APNewsBreak: Embassy: Some Russia orphans US-bound
"Following up on recent statements by Russian authorities, the embassy can confirm that several adoptions have been finalized under Russian law," Kruzich told the AP. "The embassy in Moscow has processed the applications of these adopting parents in accordance with standard procedures. We will continue processing those cases that are approved by Russian courts."
The first children left Russia on Friday and Saturday, a day after their applications were processed by the embassy.
Hundreds more families — perhaps 1,500 in all — were in some earlier phase of pursuing an adoption from Russia. The Supreme Court ruling appears to put an end to their hopes.
Russia has more than 654,000 children not in parental custody, and 128,000 of them are eligible for adoption, most of them now living in orphanages. Russia has been trying to increase domestic adoptions, and 18,000 Russians are on the waiting list to adopt a child.
Americans adopted nearly 1,000 Russian children in 2011, about 10 percent of them classified as disabled.

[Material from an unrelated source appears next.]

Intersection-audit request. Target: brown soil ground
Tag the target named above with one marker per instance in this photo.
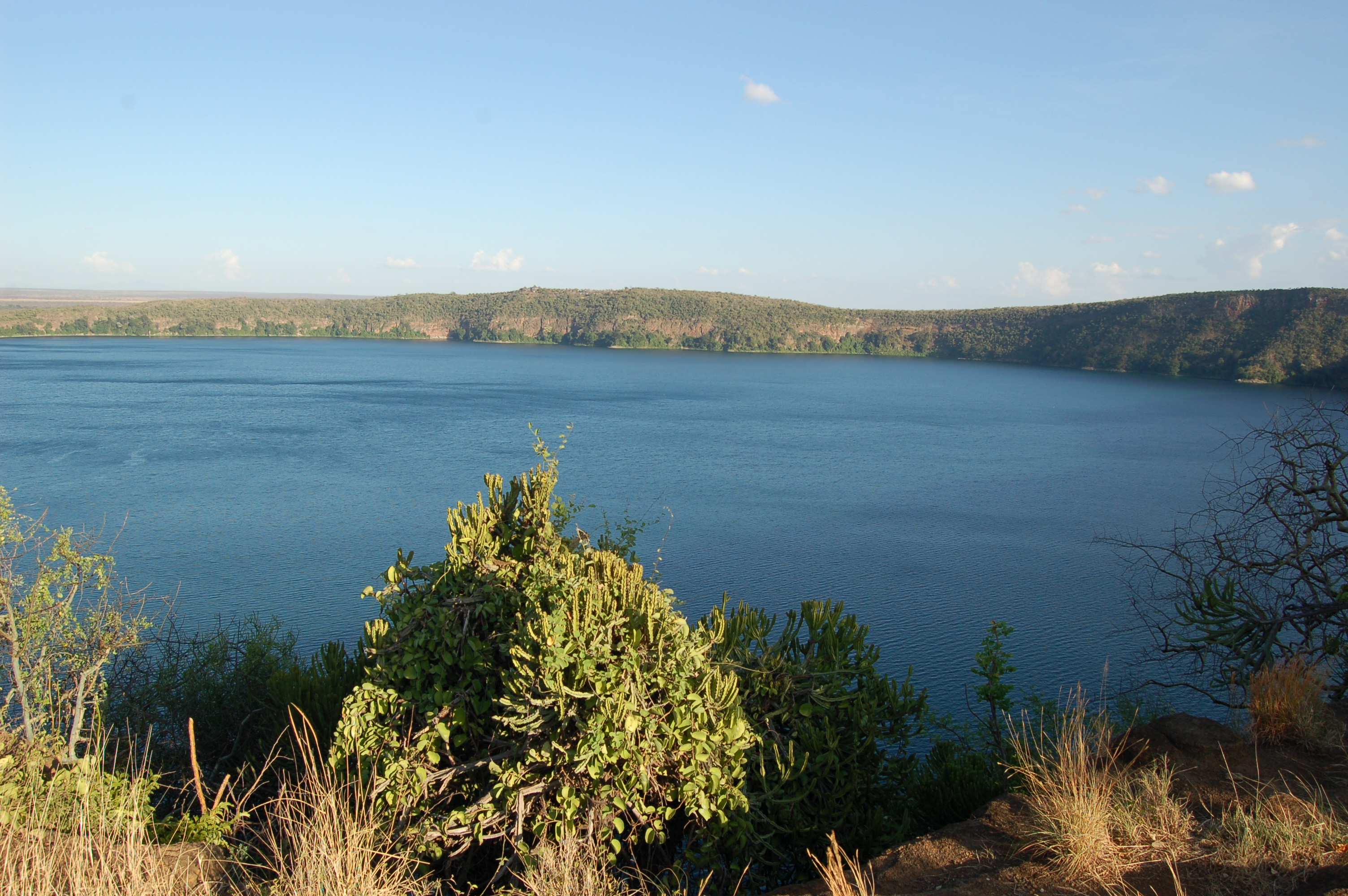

While the immediate purpose of Russia's ban was to retaliate for the new U.S. law targeting Russians, the ban also reflects resentment over the 60,000 Russian children who have been adopted by Americans in the past two decades, 19 of whom have died.
But many Russians have been angered by the adoption ban, which they see as sacrificing children to make a political point. A protest in Moscow this month to denounce the law and those who enacted it drew tens of thousands of demonstrators.